1. What does it mean for education to "kill" true dreams?

When someone says that education kills true dreams, they are suggesting that the pursuit of education can hinder or prevent individuals from pursuing their true passions and dreams. This can be due to societal pressures, financial constraints, or simply the prioritization of academic success over personal interests.

2. Is there any evidence to support the idea that education kills true dreams?

There is no concrete evidence that education directly kills true dreams. However, there have been studies that suggest a correlation between high levels of education and lower levels of creativity and risk-taking behavior. This could potentially contribute to the idea that education can hinder individuals from pursuing their true dreams.

3. Can education actually help individuals achieve their true dreams?

Yes, education can certainly help individuals achieve their true dreams. Education provides individuals with knowledge, skills, and opportunities that can be beneficial in pursuing their passions and achieving their goals. It can also open doors to new possibilities and help individuals develop critical thinking and problem-solving skills that are essential for pursuing dreams.

4. How can individuals balance education and pursuing their true dreams?

Finding a balance between education and pursuing true dreams can be challenging, but it is not impossible. It is important for individuals to prioritize their passions and make time for them, even while pursuing their education. This may involve setting aside specific times for pursuing personal interests or finding ways to incorporate them into academic pursuits.

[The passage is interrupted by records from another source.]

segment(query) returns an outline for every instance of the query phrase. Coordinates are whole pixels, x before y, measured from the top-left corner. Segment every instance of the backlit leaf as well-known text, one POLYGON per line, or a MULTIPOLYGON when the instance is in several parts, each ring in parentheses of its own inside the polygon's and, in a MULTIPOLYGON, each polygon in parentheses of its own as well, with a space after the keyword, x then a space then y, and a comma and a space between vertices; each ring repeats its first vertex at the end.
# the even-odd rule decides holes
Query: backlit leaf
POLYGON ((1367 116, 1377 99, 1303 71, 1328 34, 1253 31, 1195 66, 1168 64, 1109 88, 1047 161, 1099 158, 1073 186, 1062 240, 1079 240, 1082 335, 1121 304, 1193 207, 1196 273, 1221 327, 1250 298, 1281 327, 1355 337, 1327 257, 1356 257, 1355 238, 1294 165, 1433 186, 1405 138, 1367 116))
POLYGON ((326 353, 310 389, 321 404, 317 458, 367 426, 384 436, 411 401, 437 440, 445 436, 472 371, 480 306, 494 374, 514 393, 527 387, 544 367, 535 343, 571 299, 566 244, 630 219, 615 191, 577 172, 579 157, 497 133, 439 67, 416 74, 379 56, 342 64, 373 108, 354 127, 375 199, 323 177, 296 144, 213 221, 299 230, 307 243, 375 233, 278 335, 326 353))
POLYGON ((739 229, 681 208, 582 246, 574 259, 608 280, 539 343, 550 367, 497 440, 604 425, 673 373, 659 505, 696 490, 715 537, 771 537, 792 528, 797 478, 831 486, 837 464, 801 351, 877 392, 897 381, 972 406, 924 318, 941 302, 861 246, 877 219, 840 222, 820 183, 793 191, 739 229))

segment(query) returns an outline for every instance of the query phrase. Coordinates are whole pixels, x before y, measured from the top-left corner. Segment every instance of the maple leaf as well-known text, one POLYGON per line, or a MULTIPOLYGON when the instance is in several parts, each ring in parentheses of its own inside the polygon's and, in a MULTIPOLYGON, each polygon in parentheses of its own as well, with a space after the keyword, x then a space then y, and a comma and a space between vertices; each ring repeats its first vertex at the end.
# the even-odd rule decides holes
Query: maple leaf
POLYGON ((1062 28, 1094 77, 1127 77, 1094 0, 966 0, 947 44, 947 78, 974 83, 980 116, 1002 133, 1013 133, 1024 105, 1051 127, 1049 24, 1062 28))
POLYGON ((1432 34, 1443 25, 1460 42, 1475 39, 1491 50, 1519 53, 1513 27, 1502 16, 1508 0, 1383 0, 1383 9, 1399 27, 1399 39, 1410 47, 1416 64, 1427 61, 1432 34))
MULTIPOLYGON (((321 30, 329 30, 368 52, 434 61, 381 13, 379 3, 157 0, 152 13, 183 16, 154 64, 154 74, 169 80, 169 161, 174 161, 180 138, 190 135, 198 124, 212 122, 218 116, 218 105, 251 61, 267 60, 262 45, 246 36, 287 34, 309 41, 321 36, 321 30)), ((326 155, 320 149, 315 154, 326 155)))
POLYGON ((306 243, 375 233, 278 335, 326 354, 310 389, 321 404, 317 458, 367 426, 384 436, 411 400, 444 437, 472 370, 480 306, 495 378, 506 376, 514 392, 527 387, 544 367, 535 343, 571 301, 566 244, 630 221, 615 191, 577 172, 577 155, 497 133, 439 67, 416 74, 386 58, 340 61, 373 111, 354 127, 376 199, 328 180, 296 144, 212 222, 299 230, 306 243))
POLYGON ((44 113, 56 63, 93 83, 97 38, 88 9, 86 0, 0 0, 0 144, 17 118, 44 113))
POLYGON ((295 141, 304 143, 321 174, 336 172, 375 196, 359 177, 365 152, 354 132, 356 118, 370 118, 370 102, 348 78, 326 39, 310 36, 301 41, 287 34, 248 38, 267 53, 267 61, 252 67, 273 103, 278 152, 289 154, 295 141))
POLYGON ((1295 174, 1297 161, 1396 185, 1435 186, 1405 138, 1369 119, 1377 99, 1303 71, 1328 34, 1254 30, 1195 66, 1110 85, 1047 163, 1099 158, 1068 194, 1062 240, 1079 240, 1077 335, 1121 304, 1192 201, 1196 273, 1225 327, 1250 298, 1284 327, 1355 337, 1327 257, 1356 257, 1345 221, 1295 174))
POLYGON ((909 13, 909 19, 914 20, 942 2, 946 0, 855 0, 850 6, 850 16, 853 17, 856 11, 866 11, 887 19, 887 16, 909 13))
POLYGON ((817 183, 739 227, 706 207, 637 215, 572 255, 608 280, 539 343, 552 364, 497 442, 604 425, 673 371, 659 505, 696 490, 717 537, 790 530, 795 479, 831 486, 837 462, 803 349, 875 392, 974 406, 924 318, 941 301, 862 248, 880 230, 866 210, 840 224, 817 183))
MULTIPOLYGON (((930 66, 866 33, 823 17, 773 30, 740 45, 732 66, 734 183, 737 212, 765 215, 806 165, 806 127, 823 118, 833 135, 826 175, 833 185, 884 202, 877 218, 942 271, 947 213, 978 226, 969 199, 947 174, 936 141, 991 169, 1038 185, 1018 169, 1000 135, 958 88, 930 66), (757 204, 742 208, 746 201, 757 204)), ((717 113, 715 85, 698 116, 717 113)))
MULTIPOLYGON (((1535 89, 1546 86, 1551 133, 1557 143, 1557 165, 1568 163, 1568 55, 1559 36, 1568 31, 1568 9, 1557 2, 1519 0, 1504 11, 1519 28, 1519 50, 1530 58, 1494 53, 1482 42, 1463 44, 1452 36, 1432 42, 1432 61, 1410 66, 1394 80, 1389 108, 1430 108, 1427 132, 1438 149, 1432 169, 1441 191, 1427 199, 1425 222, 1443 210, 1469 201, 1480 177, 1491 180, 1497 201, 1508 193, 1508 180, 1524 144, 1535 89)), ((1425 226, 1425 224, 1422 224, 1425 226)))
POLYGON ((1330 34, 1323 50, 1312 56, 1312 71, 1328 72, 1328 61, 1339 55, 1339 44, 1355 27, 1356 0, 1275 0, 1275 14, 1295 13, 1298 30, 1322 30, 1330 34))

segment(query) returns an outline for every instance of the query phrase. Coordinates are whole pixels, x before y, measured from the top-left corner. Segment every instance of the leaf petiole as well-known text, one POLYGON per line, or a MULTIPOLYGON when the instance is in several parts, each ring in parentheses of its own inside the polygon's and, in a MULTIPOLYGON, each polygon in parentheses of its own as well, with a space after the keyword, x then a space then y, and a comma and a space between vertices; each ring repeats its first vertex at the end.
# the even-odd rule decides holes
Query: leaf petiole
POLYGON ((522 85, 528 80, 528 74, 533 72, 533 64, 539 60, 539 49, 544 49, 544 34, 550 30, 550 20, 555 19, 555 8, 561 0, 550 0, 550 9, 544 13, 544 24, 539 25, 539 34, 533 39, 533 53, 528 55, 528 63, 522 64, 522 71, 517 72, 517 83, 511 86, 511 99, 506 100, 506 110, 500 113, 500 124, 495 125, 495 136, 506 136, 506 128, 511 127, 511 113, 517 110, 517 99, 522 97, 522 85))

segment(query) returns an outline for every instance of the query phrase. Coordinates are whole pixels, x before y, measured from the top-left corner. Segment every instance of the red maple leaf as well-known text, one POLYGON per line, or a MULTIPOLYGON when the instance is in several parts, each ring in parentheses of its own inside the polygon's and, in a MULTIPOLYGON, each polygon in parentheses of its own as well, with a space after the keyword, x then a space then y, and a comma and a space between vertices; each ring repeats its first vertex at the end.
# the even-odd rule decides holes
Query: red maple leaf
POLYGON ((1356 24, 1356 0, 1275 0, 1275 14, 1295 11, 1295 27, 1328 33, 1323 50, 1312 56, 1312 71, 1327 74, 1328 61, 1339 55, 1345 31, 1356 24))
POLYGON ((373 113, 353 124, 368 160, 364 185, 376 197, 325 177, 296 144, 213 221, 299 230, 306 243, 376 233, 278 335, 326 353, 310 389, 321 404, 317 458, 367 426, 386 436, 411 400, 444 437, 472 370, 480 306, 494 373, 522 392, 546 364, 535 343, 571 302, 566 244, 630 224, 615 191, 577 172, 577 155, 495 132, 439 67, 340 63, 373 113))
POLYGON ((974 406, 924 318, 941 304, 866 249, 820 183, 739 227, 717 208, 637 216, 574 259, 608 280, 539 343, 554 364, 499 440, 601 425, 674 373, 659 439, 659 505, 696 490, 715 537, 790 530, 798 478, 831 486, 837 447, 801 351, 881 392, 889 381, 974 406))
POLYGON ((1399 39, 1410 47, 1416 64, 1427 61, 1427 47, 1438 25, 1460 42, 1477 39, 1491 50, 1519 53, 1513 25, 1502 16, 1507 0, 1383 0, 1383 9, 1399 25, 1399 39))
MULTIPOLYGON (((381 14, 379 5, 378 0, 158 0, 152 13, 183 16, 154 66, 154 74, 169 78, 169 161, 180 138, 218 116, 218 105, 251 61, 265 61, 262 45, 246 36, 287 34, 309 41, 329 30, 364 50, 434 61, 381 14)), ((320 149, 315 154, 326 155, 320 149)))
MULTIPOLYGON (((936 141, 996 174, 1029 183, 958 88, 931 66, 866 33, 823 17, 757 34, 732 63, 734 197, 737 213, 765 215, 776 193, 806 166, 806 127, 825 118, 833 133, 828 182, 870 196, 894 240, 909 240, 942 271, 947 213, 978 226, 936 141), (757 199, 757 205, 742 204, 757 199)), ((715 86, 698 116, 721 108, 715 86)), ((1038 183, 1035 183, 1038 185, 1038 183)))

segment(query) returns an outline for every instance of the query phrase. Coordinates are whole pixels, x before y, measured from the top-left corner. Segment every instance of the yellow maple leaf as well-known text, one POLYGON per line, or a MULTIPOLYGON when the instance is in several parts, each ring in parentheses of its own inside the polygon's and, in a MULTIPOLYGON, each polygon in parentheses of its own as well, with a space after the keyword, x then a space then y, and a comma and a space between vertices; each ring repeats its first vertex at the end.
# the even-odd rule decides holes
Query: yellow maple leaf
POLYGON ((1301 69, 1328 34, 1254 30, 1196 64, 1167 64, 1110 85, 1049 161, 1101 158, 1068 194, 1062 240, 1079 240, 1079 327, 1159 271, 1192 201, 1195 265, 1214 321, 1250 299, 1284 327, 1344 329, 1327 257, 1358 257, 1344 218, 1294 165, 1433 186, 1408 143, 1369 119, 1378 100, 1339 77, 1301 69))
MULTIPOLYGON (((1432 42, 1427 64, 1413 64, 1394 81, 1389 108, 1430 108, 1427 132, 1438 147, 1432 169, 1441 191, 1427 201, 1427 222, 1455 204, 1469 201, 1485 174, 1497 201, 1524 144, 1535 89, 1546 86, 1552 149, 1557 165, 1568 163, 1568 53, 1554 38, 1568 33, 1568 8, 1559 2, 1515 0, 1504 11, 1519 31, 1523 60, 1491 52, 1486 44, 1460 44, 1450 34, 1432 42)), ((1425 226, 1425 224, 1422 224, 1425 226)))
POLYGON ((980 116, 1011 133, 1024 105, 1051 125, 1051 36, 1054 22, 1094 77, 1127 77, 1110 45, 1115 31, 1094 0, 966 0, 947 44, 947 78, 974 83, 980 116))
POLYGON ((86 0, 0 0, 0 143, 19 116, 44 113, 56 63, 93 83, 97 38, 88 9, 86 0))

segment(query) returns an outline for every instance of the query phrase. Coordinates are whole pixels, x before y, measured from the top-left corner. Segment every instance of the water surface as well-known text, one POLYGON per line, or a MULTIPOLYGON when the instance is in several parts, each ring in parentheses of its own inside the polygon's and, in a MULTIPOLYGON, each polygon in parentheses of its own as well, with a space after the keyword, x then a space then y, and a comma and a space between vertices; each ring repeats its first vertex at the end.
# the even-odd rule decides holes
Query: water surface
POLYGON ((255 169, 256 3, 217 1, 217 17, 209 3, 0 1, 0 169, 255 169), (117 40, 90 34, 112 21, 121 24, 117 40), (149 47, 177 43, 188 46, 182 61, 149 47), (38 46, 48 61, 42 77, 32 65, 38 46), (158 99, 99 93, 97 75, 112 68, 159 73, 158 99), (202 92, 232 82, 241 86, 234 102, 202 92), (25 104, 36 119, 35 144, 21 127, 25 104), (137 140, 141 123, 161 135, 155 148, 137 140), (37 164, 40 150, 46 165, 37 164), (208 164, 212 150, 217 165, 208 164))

5. Are there any successful individuals who have pursued their true dreams despite their education?

Yes, there are many successful individuals who have pursued their true dreams despite their education. Some examples include Mark Zuckerberg, who dropped out of Harvard University to pursue his passion for creating Facebook, and Oprah Winfrey, who dropped out of college but went on to become a successful media mogul. These individuals demonstrate that education does not necessarily determine one's ability to achieve their true dreams.